Cinematic Oddities: Berlin Express

The cast of Berlin Express, seen in front of the real rubble of post-WWII Germany.

The cast of Berlin Express, seen in front of the real rubble of post-WWII Germany.

The year was 1948. World War II had just closed, and the difficult job of cleaning up Germany was in progress. Over the rubble, the Allied powers collaborated, clashed, and ultimately sliced Germany into bits.

This is the backdrop of a very strange film noir named Berlin Express.

Berlin Express was the first Hollywood production filmed in Germany after WWII, and the film makes everything it can out of showing the real detritus of the war. Characters totter around in what seems an endless landscape of rubble. The film production went out of its way to grab as much documentary footage of blasted-out Berlin and Frankfurt as possible, and for that alone, this film is worth watching. The devastation, even three years after Germany’s surrender, is unearthly.

Yet the film has more to it than just its backdrop. Berlin Express is a tale of international intrigue, which strives to embody each of the Allied powers in an ensemble cast. There is a German doctor who is working to hash out peace in his country; there is his wary secretary of indeterminate European origin, who is scrambling to keep him safe; there is a Russian soldier who is suspicious of everyone; there is an American nutritionist, working to devise rations that will nourish the starving German population; there’s a British teacher; and there’s a French official. Everyone gets mashed together on a train headed to Berlin. When a bomb explodes on the train and kills the German, the mystery is afoot.

What follows is a complex web of intrigue. Some of it feels like it is taken verbatim out of the film noir handbook, and some scenes feel clumsy, but overall, Berlin Express is a complex and fascinating film to watch. This is a film that is unafraid to make the viewer work to keep up. Characters rattle off lines in untranslated French, German, and Russian, and though you don’t necessarily need to know what exactly they are saying, it is very important to pay attention. (The introduction of the secretary character involves her rebuffing strange men in a variety of languages.) The film introduces and establish characters in the blink of an eye. The film, made in 1948, also assumes a fairly high baseline of knowledge about WWII history, so you might want to refresh your memory about German reconstruction before going in.

But if that sounds like work, it’s worth it. Berlin Express was directed by Jacques Tourneur (of Out of the Past and Cat People fame), which means it goes full tilt film noir.
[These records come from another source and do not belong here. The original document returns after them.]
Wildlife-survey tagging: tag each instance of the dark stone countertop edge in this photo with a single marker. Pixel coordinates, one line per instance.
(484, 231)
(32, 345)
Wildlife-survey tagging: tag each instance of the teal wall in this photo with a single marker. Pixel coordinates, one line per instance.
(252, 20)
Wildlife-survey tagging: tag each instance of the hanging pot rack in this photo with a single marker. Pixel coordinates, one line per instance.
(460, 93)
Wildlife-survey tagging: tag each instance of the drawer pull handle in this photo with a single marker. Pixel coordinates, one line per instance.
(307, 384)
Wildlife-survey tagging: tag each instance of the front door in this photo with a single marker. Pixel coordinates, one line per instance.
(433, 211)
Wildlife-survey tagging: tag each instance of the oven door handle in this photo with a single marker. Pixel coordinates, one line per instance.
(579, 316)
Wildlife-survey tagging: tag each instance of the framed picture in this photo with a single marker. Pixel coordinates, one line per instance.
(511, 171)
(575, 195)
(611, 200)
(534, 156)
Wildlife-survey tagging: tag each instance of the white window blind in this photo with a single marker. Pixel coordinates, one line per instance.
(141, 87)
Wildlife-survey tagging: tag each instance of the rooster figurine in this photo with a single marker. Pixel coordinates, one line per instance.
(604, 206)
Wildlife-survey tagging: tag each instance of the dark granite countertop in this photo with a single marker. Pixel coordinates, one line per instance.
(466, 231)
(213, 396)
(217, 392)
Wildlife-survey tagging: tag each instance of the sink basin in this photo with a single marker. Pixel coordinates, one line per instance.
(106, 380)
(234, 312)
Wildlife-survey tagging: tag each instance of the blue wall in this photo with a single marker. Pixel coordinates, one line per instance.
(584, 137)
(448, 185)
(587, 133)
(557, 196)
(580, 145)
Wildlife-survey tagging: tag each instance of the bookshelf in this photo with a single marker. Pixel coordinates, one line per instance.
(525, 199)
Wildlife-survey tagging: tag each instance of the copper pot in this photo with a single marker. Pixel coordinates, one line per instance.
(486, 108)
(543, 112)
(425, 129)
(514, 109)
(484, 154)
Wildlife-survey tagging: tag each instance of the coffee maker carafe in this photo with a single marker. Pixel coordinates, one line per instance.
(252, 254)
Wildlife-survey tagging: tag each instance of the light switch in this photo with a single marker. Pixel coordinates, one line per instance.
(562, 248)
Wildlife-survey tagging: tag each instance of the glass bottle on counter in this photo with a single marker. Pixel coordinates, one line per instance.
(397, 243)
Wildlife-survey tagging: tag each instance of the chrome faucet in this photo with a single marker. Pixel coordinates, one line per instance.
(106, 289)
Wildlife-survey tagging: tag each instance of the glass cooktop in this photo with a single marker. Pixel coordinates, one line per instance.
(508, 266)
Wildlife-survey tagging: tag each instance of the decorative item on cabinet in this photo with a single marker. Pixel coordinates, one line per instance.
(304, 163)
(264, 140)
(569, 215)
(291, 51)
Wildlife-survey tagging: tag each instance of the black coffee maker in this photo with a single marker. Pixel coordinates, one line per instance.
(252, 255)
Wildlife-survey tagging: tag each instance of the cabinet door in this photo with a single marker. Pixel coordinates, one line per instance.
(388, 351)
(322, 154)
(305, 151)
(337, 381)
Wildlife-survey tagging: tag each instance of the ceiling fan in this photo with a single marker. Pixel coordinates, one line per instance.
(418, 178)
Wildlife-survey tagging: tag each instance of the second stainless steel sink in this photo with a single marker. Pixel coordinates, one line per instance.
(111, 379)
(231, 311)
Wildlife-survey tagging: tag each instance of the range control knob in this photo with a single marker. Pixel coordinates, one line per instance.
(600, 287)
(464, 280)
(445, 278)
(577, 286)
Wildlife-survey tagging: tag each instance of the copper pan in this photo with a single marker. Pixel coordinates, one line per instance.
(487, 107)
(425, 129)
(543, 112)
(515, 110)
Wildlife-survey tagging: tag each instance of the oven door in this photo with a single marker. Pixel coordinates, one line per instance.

Characters who are not what they first seem? Check. Shoot-outs in dramatically lit set-pieces? Check. Creepy-ass clowns? WHOA.

I'm not kidding. FILM NOIR CLOWNS.

I’m so not kidding. FILM NOIR CLOWNS.

Berlin Express gets bonus film noir points for starring Robert Ryan, who you probably know from extraordinarily macho films like The Dirty Dozen and The Wild Bunch.

Berlin Express was completely unavailable on home video for many years, but you can now enjoy it through Vudu and the Warner Archives.